If I'm interpreting your question and comment correctly, you mean a minimum set of edges such that their deletion would make the graph disconnected. Consider the path with $4$ vertices, which is bipartite. You'll need at least two vertices to hit every edge, but deleting any edge will make the graph disconnected, so $|\mathrm{min\;cut}|\neq|\mathrm{min\;vertex\;cover}|$.
Contrary to the suggestions of the other users, I believe this can be proved (the counterexample provided does not address the OP's problem as OP clarified it in the comments).
Let the original graph be $G$, the new graph be $G^\prime$, the vertices on the left be $V_1$, the vertices on the right be $V_2$, and the source and sink be $s$ and $t$ respectively.
$|\text{min cut}| \leq |\text{min vertex cover}|$:
Let $C_1 \cup C_2$, where $C_1 \subseteq V_1, C_2 \subseteq V_2$, be the smallest vertex cover. Consider the following cut:
$S = \{s\} \cup (V_1 \setminus C_1 ) \cup C_2$
Then
$\bar{S} = \{t\} \cup C_1 \cup (V_2 \setminus C_2)$
Note that none of the arcs from $V_1$ to $V_2$ are present in the cut. We can see this as follows. If an arc starts from a vertex in $V_1$ inside the vertex cover, then it is not in $S$ in the first place. If an arc starts from a vertex in $V_1$ not in the vertex cover, then it must end in a vertex in $V_2$ in the cover (otherwise we would not have a vertex cover). Therefore, the arc must not be in the cut, since it connects two vertices within $S$.
As a result, the only arcs in the cut are those from $\{s\}$ to $C_1$ and from $C_2$ to $\{t\}$. The size of this cut is $|C_1 \cup C_2|$, or the size of the minimum vertex cover. Therefore, the size of the min cut is at most the size of the min vertex cover.
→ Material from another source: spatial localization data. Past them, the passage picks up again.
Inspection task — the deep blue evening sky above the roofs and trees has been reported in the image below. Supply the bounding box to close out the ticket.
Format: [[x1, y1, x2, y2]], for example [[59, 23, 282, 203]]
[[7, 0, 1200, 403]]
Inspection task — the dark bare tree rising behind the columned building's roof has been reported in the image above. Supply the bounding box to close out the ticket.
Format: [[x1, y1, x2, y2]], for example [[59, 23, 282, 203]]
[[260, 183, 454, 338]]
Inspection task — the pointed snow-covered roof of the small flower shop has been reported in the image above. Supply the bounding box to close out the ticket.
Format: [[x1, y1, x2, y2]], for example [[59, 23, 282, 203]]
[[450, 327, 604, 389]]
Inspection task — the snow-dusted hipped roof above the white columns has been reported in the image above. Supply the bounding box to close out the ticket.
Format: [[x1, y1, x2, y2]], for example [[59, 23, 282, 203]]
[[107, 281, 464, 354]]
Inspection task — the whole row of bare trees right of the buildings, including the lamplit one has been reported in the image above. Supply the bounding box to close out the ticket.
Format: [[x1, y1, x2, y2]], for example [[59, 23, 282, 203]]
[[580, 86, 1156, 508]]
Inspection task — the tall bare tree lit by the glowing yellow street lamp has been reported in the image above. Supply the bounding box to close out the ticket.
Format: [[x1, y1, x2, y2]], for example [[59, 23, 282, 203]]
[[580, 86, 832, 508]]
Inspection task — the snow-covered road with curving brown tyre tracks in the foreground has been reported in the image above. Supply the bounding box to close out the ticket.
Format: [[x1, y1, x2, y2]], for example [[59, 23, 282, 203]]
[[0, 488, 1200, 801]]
$|\text{min cut}| \geq |\text{min vertex cover}|$:
Let the minimum cut be $(S,\bar{S})$. We express the cut as follows:
$S = \{s\} \cup (V_1 \setminus C_1 ) \cup C_2$
$\bar{S} = \{t\} \cup C_1 \cup (V_2 \setminus C_2)$
where $C_1 \subseteq V_1$ and $C_2 \subseteq V_2$. Clearly, the arcs inside this cut consist of all the arcs from $\{s\}$ to $C_1$, from $V_2 \cap C_2$ to $\{t\}$, and from $V_1 \setminus C_1$ to $V_2 \setminus C_2$.
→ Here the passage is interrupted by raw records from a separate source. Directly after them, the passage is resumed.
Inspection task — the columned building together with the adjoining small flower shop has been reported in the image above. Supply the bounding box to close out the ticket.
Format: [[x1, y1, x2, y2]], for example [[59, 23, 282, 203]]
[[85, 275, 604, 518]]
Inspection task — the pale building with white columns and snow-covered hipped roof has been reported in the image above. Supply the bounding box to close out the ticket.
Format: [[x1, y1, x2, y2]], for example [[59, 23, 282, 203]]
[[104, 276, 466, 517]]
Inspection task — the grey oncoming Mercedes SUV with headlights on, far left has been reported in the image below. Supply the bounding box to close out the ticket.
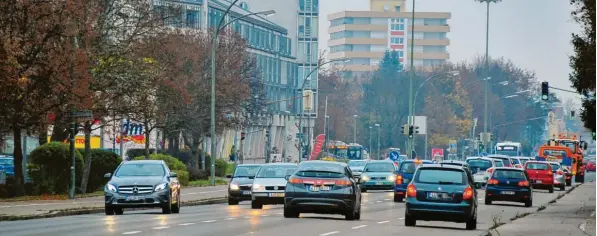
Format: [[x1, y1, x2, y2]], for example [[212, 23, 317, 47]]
[[104, 160, 180, 215]]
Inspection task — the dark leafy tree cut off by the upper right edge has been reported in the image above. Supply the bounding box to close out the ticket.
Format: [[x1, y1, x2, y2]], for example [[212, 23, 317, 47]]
[[570, 0, 595, 132]]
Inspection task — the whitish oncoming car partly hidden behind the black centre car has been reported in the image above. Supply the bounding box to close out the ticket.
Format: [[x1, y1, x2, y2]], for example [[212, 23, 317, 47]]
[[251, 163, 297, 209]]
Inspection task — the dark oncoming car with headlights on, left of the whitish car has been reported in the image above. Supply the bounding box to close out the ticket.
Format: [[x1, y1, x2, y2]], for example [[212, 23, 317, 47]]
[[226, 164, 261, 205]]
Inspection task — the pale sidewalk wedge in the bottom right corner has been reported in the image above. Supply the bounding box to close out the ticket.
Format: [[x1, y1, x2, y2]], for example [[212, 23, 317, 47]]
[[491, 182, 596, 236]]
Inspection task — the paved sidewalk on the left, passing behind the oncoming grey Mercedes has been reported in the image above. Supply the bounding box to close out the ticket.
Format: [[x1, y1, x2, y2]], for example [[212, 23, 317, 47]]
[[0, 185, 228, 218]]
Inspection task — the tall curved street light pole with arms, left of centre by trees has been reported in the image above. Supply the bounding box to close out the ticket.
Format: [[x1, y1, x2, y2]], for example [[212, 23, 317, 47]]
[[209, 0, 276, 186]]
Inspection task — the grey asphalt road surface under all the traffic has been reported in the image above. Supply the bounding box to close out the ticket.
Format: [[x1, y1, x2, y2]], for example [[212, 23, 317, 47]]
[[0, 173, 595, 236]]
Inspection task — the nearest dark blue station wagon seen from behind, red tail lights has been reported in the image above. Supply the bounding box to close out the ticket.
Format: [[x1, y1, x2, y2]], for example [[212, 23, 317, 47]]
[[404, 164, 477, 230]]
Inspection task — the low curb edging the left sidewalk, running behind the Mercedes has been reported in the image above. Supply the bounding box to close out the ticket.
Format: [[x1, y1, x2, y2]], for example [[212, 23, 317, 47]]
[[0, 197, 228, 221]]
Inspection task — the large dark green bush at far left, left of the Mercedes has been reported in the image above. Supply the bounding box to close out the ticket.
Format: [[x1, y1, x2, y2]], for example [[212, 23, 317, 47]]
[[28, 142, 83, 194]]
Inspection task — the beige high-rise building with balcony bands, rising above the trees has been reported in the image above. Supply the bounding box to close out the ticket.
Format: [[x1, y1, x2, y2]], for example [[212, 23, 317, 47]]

Consider the set $C_1 \cup C_2$. We may expand this set to a vertex cover by adding all the vertices of $V_1 \setminus C_1$ for which an arc from it to $V_2 \setminus C_2$ exists. Obviously the size of this set is the same as the size of the min cut. So the size of the minimum vertex cover is at most the size of the minimum cut and we are done.